Alex Rodriguez stated yesterday that will be speaking with federal investigators regarding Dr. Tony Galea, a doctor connected to HGH who has ties to A-Rod’s rehab doctor. Of course, this set off a firestorm among some Yankees columnists, despite the fact that Bud Selig has noted that he does not believe there in anything to worry about for the sport in reference to Dr. Galea. Of course, Jose Reyes and Carlos Beltran will be speaking to investigators as well, but the NY media did not see an opportunity for sanctimony in regard to those players. Let’s look at the worst overreaction, from Ian O’Connor, who famously penned a column last spring advocating that the Yankees dump Alex Rodriguez:
So yes, technically, this is about someone else. It’s about Galea. It’s about a doctor who reportedly used HGH for years and yet still found his way into the inner sanctums of megastars the likes of Tiger Woods.

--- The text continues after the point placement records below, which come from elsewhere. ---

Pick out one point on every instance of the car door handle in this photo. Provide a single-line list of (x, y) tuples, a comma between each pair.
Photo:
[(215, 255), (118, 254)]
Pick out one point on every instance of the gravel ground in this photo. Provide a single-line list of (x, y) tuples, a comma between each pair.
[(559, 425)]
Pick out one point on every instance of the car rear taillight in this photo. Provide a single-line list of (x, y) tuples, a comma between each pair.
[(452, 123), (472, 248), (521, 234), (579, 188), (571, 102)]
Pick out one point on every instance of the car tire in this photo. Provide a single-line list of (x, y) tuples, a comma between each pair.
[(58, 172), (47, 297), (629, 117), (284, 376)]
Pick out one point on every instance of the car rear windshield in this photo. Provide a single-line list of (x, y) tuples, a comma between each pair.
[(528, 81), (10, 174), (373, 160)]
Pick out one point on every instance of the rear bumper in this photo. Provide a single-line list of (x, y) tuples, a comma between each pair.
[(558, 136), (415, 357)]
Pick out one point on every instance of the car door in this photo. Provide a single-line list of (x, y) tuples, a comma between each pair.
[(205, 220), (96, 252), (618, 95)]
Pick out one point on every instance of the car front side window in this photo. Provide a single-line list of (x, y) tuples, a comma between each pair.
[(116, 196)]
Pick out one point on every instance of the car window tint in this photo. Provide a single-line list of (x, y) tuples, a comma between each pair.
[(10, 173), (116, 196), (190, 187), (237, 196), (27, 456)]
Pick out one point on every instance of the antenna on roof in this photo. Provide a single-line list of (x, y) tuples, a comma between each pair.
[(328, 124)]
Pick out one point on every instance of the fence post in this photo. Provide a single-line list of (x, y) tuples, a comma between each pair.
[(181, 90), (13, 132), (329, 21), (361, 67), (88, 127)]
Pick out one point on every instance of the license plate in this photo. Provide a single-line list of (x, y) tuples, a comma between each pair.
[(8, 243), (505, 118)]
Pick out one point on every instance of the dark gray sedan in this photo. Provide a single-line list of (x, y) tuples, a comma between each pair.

But no, realistically, this isn’t about someone else. It’s about Alex Rodriguez. It’s about a once-in-a-generation ballplayer who cheated the game, cheated the fans and cheated himself, and who now is discovering that even a World Series ring and ticker-tape parade can’t absolve him of his not-so-venial steroid sins.
Investigators want to know if Rodriguez went back to playing boli-ball.
You would be hard pressed to find a more hyperbolic bit of text than the one cited above. A number of players have been questioned, and more are likely to be approached. If A-Rod had wished, he could have refused to speak with the investigators. Instead, he is being open about his connection to Galea, and has stated on a number of occasions that he has nothing to do with this and will simply be discussing “someone else.” While it is possible that A-Rod comes out of this entire situation looking bad, we have absolutely zero evidence at this point by which to make any sort of determination.
O’Connor is simply taking the opportunity provided by a story that places HGH and A-Rod in the same paragraph to throw some more barbs at Alex. For O’Connor to try and turn this into another steroid frenzy about A-Rod when he is simply one of many players who have had some incidental contact with Galea is irresponsible. Of course, it is hard to expect much journalistic integrity from a scribe who allowed his anti-ARod column from last year to be removed from the internet due to its embarrassing lack of perspective.
This is the sober moral of the Alex Rodriguez story. His presumption of game-day innocence is much like a baseball hit way out of the park.
He’s never getting it back.
The same could be said of any modicum of respectability and credibility that O’Connor had after the A-Rod column fiasco of 2009. After this disaster, he’s never getting it back.